Practical tips to get the moast out of Copilot Chat

  • Prompt phrasing matters – Start with “Write”, “Refactor”, or “Explain” to guide the model. Example: “Refactor this async method to use ConfigureAwait(false).”
  • Leverage the “/code” block – Enclose code snippets in backticks when asking for modifications; Copilot respects the exact context.
  • Use “/search” for external docs – Type /search .NET 7 minimal API to pull official Microsoft docs directly into the chat.
  • Turn off inline suggestions if you prefer pure chat interaction: set "github.copilot.inlineSuggest.enable": false in settings.

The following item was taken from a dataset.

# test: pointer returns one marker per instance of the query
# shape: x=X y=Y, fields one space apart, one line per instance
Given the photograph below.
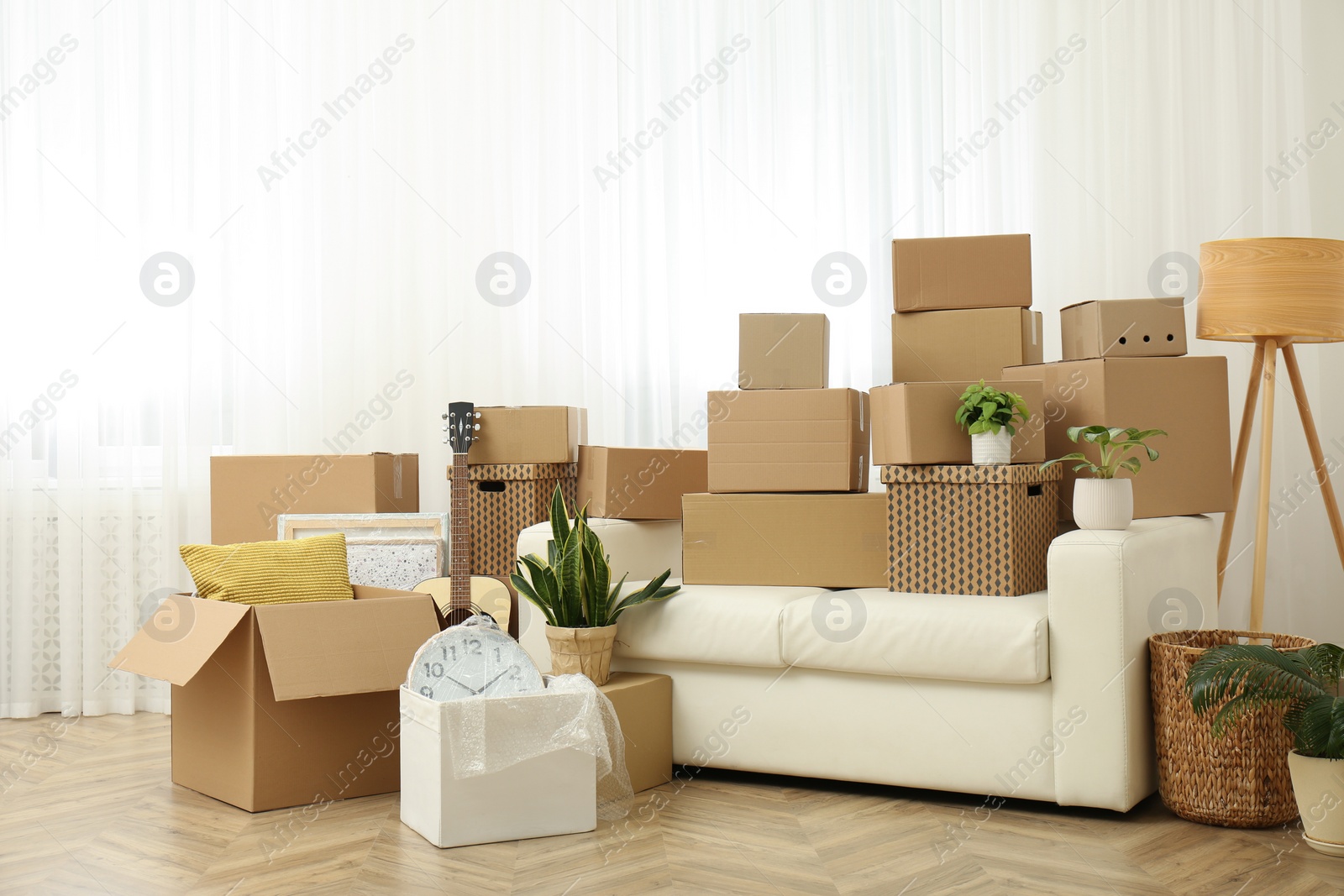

Real‑world case study: Contoso Bank’s migration to Copilot Chat

  • Background – Contoso Bank maintained a 20‑developer C# team using VS code with IntelliCode.
  • Challenge – the impending deprecation forced a rapid shift to a new AI assistant without disrupting sprint cycles.
  • Approach
  1. Adopted Copilot Teams (Enterprise license).
  2. Created a coding‑style prompt containing Contoso’s naming conventions and security guidelines.
  3. Integrated Copilot Chat into CI pipelines to auto‑generate unit tests for new PRs.
  4. Results (Q4 2025)
  5. 30 % reduction in average code‑review time.
  6. 15 % increase in test coverage, driven by auto‑generated xUnit tests.
  7. Zero downtime during the IntelliCode cut‑off, as the team completed migration within two weeks.

Frequently asked questions (FAQ)

Q1: Do existing IntelliCode settings automatically transfer to Copilot?

No. IntelliCode preferences are not auto‑migrated. export any custom settings and re‑create them as Copilot prompts or policy files.

Q2: Is Copilot Chat free for C# developers?

Copilot offers a 30‑day free trial. Afterward, a subscription is required (individual: $10 /mo, Teams: $15 /user /mo, Enterprise custom pricing).

Q3: How does Copilot handle privacy for proprietary code?

with Copilot Teams, data is processed in a private Azure surroundings. Code is not stored beyond the inference session, complying with ISO 27001 and SOC 2 standards.

Q4: Can I disable copilot for specific projects?

Yes. Add a .copilotignore file at the repository root and list file patterns (e.g., *.csproj) to opt‑out of AI suggestions for those paths.

Q5: Will IntelliCode ever be revived?

Microsoft’s roadmap indicates a full transition to Copilot. No plans to reinstate IntelliCode for C# in VS Code.


Optimization checklist for C# projects after migration

  • Enable Copilot inline suggestions for rapid code completion.
  • Define a shared prompt library in Copilot Teams to enforce architectural patterns.
  • Audit generated code for security vulnerabilities using GitHub Advanced Security.
  • Update .gitignore to exclude generated files that should not be committed (e.g., *.g.cs from Copilot scaffolding).
  • Monitor usage metrics in the Copilot admin dashboard to track suggestion acceptance rates and identify improvement areas.